A pyramid of champagne glasses on the hood of a Lexus LS 400, unperturbed by its revved up silky-smooth V8 engine.
For many, that’s still the image — from the iconic commercial that heralded the launch of the luxury automotive brand in 1989 — that comes to mind when they envision Lexus. Because, truth be told, those luxury traits still hold true — even more so today than they did 32 years ago.
But it’s also true that, today, there’s more to the Lexus story than just raising the bar on luxury.
Starting with the introduction of the first IS F sedan in 2008, the essence of what makes a Lexus a Lexus has gradually and steadily expanded to include the notion of performance. And it’s an evolution that really began to shift into high gear with the factory introduction of the F SPORT banner with the 2011 IS models.

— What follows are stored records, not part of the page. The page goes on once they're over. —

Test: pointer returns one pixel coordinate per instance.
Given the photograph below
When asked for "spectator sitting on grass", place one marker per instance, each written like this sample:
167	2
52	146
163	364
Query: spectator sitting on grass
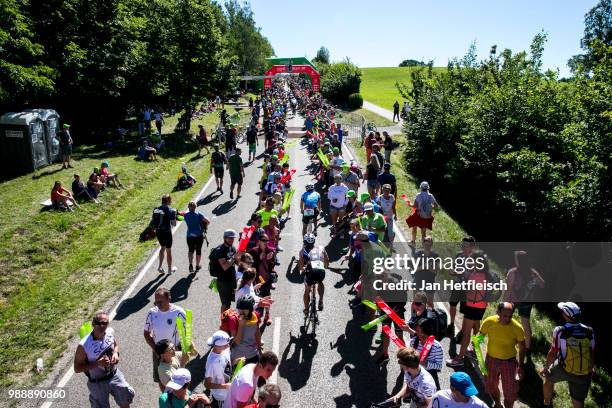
81	192
61	198
147	152
94	184
110	177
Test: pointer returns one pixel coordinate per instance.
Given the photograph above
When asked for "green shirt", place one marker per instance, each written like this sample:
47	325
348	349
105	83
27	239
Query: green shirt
371	223
265	216
176	403
235	163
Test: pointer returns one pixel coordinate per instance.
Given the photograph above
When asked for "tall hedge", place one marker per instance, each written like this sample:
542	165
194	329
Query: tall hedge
514	152
339	80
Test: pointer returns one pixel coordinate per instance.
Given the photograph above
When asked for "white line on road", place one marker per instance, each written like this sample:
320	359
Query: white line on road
275	347
68	375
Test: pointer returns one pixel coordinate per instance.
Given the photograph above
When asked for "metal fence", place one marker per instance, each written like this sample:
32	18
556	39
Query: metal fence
353	125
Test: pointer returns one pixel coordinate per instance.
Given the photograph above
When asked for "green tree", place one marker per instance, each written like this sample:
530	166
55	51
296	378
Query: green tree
245	40
24	77
322	56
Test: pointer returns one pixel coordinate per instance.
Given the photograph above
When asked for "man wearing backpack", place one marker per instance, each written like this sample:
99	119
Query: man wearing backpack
222	266
571	357
164	218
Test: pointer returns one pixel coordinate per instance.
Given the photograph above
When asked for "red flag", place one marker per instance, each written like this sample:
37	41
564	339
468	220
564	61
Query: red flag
426	349
247	232
393	337
389	312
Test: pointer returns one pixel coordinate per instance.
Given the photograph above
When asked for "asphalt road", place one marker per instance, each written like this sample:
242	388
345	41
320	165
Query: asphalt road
335	369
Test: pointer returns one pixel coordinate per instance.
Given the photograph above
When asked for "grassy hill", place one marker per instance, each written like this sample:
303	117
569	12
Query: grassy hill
378	84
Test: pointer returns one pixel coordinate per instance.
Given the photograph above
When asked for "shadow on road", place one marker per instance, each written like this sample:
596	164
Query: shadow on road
296	368
367	383
140	299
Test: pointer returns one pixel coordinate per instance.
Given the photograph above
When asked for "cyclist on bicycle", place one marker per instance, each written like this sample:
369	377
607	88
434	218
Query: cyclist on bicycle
313	261
311	207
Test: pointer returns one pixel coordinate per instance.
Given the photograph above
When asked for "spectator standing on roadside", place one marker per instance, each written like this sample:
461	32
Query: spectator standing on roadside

A decade later, every model in the Lexus lineup — including its SUVs — has a role to play in this change. And with Master Driver and Toyota Motor Corporation President Akio Toyoda at the helm, it’s safe to say the trend will continue.
“We know historically what our image has been,” said Richard Hollingsworth, senior analyst in Lexus Product Marketing. “But we’ve shown that we can bring high-performance vehicles to market. And, the fact is, we’ve really only just begun.”
Hollingsworth admits that in its first iteration, the F SPORT package was about giving the IS (and later models like the GS, LS and even ES) more of a performance look through distinctive wheels, badging, exterior colors and interior enhancements with some suspension tweaks. SUV customers also got to join the party, starting with the RX in 2013, followed by the NX and UX when they made their debuts.
The F models, though, were the real deal with bigger engines and beefier suspensions — with the limited-production LFA supercar serving as the ultimate expression of Lexus’ high-performance capabilities.
And then, last spring, Lexus unveiled the 2022 IS 500 under the heading of F SPORT Performance. Its 472-horsepower 5.0-liter V8 engine made it clear that the brand was once again raising the stakes on performance, shifting the F SPORT concept a notch or two closer to that of the F.
This foreshadowing came into much sharper focus at last fall’s SEMA Show in Las Vegas, where Lexus announced that the brand’s performance range would expand to four distinct ranges:
- F SPORT Design — With an emphasis on sport-inspired exterior design through such elements as unique front and rear bumpers, grille, wheels and colors.
- F SPORT Handling — Builds on the Design elements and adds sport-tuned suspension components honed on the track, such as Lexus’ Adaptive Variable Suspension system.
- F SPORT Performance — Includes all of the above and adds a higher performance powertrain (such as the IS 500’s big V8).
- F — The highest expression of Lexus performance, including such track-tested components as beefier brakes, advanced aerodynamics and lightweight carbon fiber materials.
In other words, Lexus’ move down a performance path is not some leisurely stroll. Rather, it’s a coordinated and concerted effort to expand its appeal beyond its traditional customer to the next generation of customers who crave an adrenalin-inducing look and feel as much as the warm and comforting embrace of refined luxury.
Toyoda’s reveal in December of what the automotive media is calling the BEV successor to the LFA might suggest where all of this is heading. But in the meantime, the brand’s performance strategy is already paying dividends.
“There is a very strong appetite in the market for this kind of differentiation,” Hollingsworth said. “Lexus sold over 300,000 new vehicles in the U.S. last year and a good number of them were F SPORT, ranging from 60% of IS to around 20% for most of the other models. So, this isn’t just about what’s fun for us as product developers and marketers. It also makes good business sense.”
In other words, F SPORT is moving the needle — in more ways than one.